Structural and Copy Number variants#

Depending on the sequencing type, BALSAMIC is currently running the following structural and copy number variant callers:

SV CNV callers#

Variant caller

Sequencing type

Analysis type

Somatic/Germline

Variant type

AscatNgs

WGS

tumor-normal

somatic

CNV

CNVkit

TGA, WES

tumor-normal, tumor-only

somatic

CNV

Delly

TGA, WES, WGS

tumor-normal, tumor-only

somatic

SV, CNV

Manta

TGA, WES, WGS

tumor-normal, tumor-only

somatic, germline

SV

TIDDIT

WGS

tumor-normal, tumor-only

somatic

SV

CNVpytor

WGS

tumor-only

somatic

CNV

igh_dux4 (see note below)

WGS

tumor-normal, tumor-only

somatic

SV

Note: igh_dux4 is not a variant caller itself. This is a custom script that uses samtools to detect read pairs supporting IGH::DUX4 rearrangements.

It is mandatory to provide the gender of the sample from BALSAMIC version >= 10.0.0 For CNV analysis.

Further details about a specific caller can be found in the links for the repositories containing the documentation for SV and CNV callers along with the links for the articles are listed in bioinfo softwares.

Difficult to detect clinically relevant SVs#

IGH::DUX4 rearrangements

This is a custom script that uses samtools to detect read pairs supporting IGH::DUX4 rearrangements.
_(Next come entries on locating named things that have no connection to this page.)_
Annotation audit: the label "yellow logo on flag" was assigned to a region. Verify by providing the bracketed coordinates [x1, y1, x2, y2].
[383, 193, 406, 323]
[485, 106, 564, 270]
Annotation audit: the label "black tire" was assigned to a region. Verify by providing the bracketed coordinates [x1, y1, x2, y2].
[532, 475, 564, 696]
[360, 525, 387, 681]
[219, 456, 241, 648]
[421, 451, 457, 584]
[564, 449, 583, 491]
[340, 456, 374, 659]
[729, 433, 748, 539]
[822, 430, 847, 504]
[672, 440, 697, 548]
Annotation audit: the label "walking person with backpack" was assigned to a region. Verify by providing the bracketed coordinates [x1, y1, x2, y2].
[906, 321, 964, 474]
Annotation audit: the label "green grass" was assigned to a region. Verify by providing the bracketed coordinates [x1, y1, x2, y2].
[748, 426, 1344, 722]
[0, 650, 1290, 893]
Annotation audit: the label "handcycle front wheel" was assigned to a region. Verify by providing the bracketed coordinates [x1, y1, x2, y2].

In short, the command identifies discordant reads mapping to the IGH region and to either DUX4 or its homologous DUX4-like regions (see references for details). The inclusion of this feature aims to alleviate the failure of callers to detect this rearrangement.

It is important to note, however, that the reported breakpoints are fixed to the IGH and DUX4 coordinates and are, therefore, imprecise and uncertain. Therefore, we advise caution when interpreting this information.

The script used to detect this rearrangements can be found in: BALSAMIC/assets/scripts/igh_dux4_detection.sh (see references Detection of IGH::DUX4 rearrangement, for more information.)

FLT3-ITDs

FLT3 Internal Tandem Duplications are quite difficult to detect and can exist in sizes detectable by both small SNV and InDel callers such as VarDit and TNscope as well as Structural Variant callers like Manta, Delly and TIDDIT. In our experience however the variant is more commonly detected by SV callers and we strongly recommend that this variant is looked for in the SV results.

It has also been observed in release 16.0.0 of Balsamic a decline in the ability of SNV callers to detect this variant, possibly as a result of collapsing overlapping mates of read-pairs into singletons as a result of UMI post processing. This adds further reasons to searching for this variant in the SV results!

In the future we will aim to add further callers better able to detect this variant.

Pre-merge Filtrations#

The copy number variants, identified using ascatNgs and dellycnv, are converted to deletion and duplications before they are merged using SVDB with –bnd_distance = 5000 (distance between end points for the variants from different callers) and –overlap = 0.80 (percentage for overlapping bases for the variants from different callers).

Tumor and normal calls in TIDDIT are merged using SVDB with –bnd_distance 500 and –overlap = 0.80. Using a custom made script “filter_SVs.py”, soft-filters are added to the calls based on the presence of the variant in the normal, with the goal of retaining only somatic variants as PASS.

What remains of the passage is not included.